Emsal Mahkeme Kararı İstanbul Bölge Adliye Mahkemesi 16. Hukuk Dairesi 2019/1476 E. 2022/96 K. 21.01.2022 T.

Görüntülediğiniz mahkeme kararı henüz kesinleşmemiştir. Yararlı olması amacıyla eklenmiştir.

T.C.
İSTANBUL
BÖLGE ADLİYE MAHKEMESİ
16. HUKUK DAİRESİ
T Ü R K M İ L L E T İ A D I N A
İ S T İ N A F K A R A R I
DOSYA NO: 2019/1476 Esas
KARAR NO: 2022/96
İNCELENEN KARARIN
MAHKEMESİ: BAKIRKÖY 1. FİKRİ VE SINAÎ HAKLAR HUKUK MAHKEMESİ
TARİHİ: 11/04/2019
NUMARASI: 2016/213 E. – 2019/137 K.
DAVANIN KONUSU: Marka (Maddi Tazminat İstemli)
KARAR TARİHİ: 21/01/2022
İstinaf incelemesi için dairemize gönderilen dosyanın ilk incelemesi tamamlanmış olmakla, HMK 353. Maddesi gereğince dosya içeriğine göre duruşma yapılmasına gerek görülmeden dosya üzerinde yapılan inceleme sonucu;
GEREĞİ DÜŞÜNÜLDÜ:
DAVA:Davacı vekili dava dilekçesinde özetle; davalı tarafından müvekkili adına tescilli olan sarı renkli paketlemenin taklit edildiğini ve markalarını tescil ettirdikleri şekilden farklı olarak müvekkilinin tanınmış “…” markasına benzeyecek şekilde taklit ettiklerini, davalı tarafından söz konusu marka paket üstüne konularak satışa sunulduğunu ve bu durumun müvekkili marka ve tasarım haklarına tecavüz ve haksız rekabet oluşturduğunu iddia ederek, tecavüz ve haksız rekabetin tespiti, men’i, haksız rekabetin neticesi olan maddi durumun ortadan kaldırılmasını, fazlaya ilişkin haklarını saklı tutarak şimdilik dava tarihinden itibaren işleyecek yasal faizi ile birlikte 10.000,00 TL maddi tazminatın davalıdan tahsilini talep ve dava etmiştir.
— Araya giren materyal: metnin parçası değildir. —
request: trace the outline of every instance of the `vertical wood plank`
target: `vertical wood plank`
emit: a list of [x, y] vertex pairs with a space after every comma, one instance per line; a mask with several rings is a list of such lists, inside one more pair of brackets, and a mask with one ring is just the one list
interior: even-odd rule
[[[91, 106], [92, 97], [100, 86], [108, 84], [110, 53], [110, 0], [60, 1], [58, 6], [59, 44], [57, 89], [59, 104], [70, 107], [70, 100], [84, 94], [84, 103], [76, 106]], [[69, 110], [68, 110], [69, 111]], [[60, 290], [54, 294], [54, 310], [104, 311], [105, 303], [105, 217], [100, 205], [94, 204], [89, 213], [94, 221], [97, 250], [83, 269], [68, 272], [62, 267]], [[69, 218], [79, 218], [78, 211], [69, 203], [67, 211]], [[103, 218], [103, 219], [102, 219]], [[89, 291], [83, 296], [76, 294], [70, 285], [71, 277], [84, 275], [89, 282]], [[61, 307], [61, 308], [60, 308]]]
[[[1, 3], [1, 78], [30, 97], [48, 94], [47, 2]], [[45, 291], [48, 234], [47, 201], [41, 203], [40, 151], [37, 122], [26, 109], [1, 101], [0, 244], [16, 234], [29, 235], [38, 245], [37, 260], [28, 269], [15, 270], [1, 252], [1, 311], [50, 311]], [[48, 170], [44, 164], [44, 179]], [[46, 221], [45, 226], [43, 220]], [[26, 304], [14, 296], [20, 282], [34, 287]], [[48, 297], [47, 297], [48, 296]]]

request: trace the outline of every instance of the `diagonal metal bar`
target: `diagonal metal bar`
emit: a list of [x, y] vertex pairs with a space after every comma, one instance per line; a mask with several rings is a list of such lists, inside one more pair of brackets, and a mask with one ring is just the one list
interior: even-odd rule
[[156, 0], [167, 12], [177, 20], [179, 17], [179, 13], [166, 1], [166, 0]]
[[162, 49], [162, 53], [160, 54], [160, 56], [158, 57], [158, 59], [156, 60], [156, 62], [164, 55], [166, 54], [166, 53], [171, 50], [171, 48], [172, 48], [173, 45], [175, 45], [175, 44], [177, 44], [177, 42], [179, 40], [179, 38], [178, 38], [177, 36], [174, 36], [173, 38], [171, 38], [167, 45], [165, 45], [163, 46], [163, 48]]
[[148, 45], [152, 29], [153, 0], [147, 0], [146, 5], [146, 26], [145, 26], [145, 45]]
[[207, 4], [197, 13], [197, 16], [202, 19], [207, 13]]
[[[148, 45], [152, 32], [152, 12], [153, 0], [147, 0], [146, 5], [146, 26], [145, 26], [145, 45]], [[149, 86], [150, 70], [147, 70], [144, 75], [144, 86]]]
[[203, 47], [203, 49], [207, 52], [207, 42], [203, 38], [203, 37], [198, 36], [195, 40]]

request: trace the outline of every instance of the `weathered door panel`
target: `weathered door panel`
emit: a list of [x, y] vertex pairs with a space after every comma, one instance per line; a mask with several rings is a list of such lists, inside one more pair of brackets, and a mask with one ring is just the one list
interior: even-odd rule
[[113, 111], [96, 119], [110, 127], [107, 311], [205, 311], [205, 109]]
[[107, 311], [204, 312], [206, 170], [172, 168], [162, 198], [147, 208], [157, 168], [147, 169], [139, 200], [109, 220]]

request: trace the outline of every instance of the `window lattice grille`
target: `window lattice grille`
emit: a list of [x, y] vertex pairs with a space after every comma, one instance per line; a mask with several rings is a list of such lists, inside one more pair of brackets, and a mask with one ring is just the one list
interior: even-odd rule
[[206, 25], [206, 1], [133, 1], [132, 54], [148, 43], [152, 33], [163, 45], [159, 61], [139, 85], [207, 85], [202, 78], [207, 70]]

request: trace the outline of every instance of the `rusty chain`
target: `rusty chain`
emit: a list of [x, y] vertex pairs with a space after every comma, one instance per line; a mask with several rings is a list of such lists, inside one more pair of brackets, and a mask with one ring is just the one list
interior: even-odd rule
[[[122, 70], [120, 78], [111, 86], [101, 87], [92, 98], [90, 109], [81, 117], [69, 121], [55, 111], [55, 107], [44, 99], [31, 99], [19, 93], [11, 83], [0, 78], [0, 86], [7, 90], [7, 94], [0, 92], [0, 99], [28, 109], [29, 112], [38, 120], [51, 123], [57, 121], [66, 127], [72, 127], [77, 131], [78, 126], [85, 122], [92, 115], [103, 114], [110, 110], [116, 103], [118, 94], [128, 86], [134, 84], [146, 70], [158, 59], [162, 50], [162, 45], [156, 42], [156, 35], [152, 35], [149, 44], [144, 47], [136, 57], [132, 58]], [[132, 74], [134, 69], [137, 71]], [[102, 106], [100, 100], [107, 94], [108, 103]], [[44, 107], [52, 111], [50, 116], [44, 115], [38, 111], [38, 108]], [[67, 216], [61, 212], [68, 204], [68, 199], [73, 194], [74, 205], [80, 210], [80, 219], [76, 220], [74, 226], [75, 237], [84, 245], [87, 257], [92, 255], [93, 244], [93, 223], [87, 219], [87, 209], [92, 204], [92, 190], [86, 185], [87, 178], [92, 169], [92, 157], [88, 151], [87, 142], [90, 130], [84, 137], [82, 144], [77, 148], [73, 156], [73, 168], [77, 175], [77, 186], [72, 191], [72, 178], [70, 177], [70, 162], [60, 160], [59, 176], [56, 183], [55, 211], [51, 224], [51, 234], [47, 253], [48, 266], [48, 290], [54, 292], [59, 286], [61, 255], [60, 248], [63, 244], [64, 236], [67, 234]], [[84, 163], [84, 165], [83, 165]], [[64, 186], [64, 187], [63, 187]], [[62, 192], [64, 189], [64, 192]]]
CEVAP: Davalı vekili cevap dilekçesinde özetle; davacı tarafın aynı konuda daha önce İstanbul 2.Fikri Sınai Haklar Hukuk Mahkemesi’nin 2016/191 Esas sayılı dosyası ile dava açtığını, yine aynı mahiyette Mahkememizin 2015/240 Esas sayılı dosyası ile benzer konuda dava açıldığını, her iki dava derdest olduğundan aynı konu ile ilgili yeni bir dava açılamayacağını, bu nedenle öncelikle derdestlik itirazında bulunduklarını, davacının marka ve tasarım hakkına tecavüz teşkil ettiğini iddia ettiği tüm kullanımların müvekkilinin tescilli tasarımları yahut davacının hak sahibi olmadığı kullanımlar olduğunu ve taleplerin yersiz olduğunu savunarak, davanın reddine karar verilmesini istemiştir.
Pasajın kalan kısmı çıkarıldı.